On January 22, the Collectif Québécois Contre l’Islamophobie [CQCI] held a conference to discuss hate crimes since January 7th, the date of the Charlie Hebdo attacks, that were not only ignored by media that was openly encouraging Islamophobia but that were not abnormal. Ranging from racist remarks, to physical attacks, to burned and/or defaced mosques, many of these attacks had reached an earlier apex with the white supremacist movement cohering around the PQ’s proposed charter.

Before the charter controversy, the War on Terror had already provided the ideological foundation for Islamophobia. Two of the CQCI’s spokepeople—Siegfried Mathelet and Adil Charkaoui—claimed that Islamophobia has become a normal part of Canadian life. The sentiments produced by the Charlie Hebdo attacks, then, were just more of the same: a focused protest about “the reality of Muslim barbarism” that was always one thesis of the War on Terror, the justification to be openly racist when the time is right.

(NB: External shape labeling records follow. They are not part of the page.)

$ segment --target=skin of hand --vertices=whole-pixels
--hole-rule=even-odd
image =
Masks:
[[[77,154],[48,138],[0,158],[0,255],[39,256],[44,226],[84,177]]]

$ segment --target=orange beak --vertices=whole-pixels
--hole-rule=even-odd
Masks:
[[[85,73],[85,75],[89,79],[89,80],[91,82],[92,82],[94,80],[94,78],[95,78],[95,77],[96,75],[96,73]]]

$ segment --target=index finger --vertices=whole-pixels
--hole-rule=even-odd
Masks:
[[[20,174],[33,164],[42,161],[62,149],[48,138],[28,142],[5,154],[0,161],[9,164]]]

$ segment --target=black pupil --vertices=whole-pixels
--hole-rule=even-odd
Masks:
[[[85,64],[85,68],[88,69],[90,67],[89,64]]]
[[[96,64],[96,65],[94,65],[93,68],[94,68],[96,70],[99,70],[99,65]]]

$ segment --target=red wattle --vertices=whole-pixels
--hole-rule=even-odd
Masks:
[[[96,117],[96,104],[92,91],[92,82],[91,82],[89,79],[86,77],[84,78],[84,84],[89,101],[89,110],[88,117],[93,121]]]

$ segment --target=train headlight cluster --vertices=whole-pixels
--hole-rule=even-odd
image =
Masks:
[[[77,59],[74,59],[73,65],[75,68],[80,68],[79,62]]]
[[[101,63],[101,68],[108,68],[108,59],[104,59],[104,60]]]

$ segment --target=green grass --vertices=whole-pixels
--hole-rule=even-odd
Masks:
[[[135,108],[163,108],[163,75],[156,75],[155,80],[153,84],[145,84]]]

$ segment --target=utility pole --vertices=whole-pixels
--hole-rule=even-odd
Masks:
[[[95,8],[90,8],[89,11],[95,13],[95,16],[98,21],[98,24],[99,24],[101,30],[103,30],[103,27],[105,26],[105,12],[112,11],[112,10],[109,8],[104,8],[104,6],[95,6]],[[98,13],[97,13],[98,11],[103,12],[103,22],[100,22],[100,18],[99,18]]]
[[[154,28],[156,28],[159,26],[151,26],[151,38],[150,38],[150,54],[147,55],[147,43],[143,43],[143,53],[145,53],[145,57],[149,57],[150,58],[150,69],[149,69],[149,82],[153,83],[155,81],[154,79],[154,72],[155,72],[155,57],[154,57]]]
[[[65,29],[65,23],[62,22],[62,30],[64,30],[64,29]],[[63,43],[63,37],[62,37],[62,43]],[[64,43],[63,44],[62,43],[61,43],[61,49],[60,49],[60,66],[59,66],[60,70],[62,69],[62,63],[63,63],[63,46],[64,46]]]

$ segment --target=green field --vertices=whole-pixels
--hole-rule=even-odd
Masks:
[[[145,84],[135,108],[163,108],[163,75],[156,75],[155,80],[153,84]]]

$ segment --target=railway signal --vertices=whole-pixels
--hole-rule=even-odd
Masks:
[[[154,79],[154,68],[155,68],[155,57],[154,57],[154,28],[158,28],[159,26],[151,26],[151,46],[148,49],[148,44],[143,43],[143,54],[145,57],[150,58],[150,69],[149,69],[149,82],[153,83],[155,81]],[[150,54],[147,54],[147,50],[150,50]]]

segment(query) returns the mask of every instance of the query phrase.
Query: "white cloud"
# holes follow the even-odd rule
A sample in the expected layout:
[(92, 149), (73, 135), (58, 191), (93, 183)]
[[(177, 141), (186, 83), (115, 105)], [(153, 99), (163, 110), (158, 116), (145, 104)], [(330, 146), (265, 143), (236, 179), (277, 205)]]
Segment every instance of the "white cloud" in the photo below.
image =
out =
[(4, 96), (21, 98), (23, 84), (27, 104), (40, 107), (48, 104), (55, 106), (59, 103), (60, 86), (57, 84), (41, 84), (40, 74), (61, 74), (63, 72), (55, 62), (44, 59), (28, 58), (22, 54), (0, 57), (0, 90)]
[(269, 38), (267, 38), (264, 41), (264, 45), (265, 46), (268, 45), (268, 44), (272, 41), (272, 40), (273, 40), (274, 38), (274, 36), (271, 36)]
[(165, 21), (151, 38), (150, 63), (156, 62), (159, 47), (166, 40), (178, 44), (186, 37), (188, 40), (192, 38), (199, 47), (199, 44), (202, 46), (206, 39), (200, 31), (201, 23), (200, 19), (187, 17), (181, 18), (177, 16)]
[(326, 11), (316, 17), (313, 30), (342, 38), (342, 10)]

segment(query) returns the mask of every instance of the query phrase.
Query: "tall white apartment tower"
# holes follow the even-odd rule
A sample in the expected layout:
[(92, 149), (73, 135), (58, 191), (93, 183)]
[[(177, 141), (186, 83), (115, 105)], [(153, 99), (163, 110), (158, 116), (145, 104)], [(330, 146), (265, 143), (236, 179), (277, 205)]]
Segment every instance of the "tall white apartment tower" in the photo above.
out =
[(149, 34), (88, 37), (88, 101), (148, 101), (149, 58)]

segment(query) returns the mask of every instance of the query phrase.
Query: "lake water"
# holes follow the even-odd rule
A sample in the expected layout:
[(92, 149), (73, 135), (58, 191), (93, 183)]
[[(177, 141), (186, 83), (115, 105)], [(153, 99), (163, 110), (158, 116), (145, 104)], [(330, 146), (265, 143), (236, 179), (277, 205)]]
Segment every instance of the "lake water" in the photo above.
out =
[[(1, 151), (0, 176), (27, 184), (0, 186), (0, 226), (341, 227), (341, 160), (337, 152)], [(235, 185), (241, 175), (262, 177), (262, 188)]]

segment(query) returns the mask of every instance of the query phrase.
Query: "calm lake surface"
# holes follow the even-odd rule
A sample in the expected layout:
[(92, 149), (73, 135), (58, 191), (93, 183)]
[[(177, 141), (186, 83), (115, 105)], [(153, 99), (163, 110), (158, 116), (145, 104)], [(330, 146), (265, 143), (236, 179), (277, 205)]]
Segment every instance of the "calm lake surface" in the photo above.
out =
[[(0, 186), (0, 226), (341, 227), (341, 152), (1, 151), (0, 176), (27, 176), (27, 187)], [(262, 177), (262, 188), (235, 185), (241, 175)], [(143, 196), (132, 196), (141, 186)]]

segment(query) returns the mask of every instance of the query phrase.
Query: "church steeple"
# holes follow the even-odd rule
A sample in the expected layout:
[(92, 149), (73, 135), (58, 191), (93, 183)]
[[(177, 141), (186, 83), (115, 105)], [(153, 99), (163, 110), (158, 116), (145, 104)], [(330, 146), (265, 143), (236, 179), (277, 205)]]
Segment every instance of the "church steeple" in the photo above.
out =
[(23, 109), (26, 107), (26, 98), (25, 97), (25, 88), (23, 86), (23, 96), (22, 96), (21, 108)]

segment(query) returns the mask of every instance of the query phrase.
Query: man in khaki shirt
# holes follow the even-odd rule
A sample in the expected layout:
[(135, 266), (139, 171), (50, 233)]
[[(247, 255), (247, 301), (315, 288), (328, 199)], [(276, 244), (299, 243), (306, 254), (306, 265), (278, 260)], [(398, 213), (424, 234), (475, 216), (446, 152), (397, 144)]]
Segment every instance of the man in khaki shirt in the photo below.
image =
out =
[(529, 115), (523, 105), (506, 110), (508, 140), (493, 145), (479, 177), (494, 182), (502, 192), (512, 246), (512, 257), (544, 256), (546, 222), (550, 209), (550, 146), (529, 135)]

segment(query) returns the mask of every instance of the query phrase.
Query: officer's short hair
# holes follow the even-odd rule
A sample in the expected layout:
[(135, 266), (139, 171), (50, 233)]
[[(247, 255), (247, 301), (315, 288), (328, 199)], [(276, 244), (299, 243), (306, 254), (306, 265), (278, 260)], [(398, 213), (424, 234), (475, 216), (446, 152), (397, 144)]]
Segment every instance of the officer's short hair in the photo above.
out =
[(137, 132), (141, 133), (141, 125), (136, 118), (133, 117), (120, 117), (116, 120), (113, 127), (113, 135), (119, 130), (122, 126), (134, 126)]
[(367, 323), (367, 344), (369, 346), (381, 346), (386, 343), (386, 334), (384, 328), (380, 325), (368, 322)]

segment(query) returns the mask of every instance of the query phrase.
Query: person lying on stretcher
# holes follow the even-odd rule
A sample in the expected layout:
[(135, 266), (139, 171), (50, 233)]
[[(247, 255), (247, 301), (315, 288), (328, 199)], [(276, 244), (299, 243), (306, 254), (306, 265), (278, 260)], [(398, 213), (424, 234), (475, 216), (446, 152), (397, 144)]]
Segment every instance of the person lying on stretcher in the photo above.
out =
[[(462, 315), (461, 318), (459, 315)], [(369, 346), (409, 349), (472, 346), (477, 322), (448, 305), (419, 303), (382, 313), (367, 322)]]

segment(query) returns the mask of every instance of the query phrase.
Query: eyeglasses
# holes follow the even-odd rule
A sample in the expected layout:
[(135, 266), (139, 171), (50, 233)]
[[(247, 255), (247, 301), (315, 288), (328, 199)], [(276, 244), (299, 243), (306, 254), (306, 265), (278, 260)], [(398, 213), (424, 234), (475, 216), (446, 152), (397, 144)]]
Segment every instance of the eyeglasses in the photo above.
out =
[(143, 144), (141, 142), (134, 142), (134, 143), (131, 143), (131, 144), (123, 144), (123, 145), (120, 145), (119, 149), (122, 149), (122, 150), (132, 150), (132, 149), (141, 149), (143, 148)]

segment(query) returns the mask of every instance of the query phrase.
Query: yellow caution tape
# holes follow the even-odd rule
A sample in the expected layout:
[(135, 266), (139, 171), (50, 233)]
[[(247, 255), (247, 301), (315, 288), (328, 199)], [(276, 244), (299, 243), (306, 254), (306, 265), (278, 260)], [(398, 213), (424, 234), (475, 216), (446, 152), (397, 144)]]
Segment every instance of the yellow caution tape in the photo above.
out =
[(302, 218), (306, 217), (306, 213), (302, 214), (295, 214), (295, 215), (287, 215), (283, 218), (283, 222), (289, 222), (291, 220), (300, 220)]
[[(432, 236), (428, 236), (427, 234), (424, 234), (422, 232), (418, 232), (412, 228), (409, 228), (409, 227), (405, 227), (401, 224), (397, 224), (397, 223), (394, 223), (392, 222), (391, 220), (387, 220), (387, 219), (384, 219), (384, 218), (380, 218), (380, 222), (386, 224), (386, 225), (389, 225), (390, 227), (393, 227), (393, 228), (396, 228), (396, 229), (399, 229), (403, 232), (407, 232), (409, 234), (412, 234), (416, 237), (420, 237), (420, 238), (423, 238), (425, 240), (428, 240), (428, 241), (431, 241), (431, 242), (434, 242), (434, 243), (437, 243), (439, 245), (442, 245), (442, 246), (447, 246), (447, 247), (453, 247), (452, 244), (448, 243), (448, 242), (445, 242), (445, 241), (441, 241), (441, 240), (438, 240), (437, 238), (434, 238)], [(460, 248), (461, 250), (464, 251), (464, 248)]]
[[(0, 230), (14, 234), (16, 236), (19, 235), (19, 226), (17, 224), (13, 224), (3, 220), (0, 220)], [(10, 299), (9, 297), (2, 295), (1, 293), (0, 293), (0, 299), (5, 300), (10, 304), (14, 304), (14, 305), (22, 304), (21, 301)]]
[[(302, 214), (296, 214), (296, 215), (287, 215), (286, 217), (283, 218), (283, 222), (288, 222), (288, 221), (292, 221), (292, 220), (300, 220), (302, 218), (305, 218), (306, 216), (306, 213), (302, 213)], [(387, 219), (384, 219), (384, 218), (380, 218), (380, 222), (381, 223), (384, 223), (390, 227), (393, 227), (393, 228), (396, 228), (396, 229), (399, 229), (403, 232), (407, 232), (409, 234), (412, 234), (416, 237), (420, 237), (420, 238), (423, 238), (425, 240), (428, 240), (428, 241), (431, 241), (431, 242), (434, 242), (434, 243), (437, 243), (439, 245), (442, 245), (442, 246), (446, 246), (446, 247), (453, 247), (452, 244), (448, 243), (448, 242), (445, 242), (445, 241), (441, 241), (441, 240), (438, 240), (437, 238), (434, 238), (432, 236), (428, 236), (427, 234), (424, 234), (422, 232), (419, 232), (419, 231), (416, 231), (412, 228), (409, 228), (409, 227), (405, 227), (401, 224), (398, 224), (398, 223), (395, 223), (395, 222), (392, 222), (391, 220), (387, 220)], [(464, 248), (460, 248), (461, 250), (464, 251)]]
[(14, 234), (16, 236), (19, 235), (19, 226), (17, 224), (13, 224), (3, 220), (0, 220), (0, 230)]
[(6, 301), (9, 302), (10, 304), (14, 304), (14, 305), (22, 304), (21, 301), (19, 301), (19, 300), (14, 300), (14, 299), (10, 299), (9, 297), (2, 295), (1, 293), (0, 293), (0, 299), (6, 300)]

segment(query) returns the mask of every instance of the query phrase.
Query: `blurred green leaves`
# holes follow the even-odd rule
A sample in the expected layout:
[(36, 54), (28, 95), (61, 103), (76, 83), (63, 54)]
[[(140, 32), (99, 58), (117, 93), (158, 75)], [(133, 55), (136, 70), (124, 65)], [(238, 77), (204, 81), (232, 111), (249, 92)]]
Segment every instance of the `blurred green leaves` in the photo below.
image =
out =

So what, then, was the “I Am Charlie” movement daringly protesting? Surely not Political Islam: it seems quite obvious that religious fundamentalism belongs to the past, nor is it very daring to protest a political ideology that is already being targeted by imperialism in a far more effective manner than Charlie Hebdo was targeted… And besides, this movement did not protest the murder of thousands of Nigerians by those who identified with the same ideology, Boko Haram. Here, the message was clear: the lives of a handful of western journalists are for more important than the lives of Africans—the former deserve a campaign, the latter anonymity. And surely this campaign has little to do with the right to free expression since to express oneself as Muslim in Canadian society has, in the past few decades, been considered either barely tolerable or unacceptable by those who give us campaigns such as “I Am Charlie,” as the recent Charter controversy demonstrated.

Although the “I Am Charlie” campaign has come and gone—to be replaced by the next liberal protest fad when another western journalist is killed by the enemy identified by the War on Terror—the day-to-day campaign against Muslim Canadians will persist without similar popular campaigns to defend their right to free expression.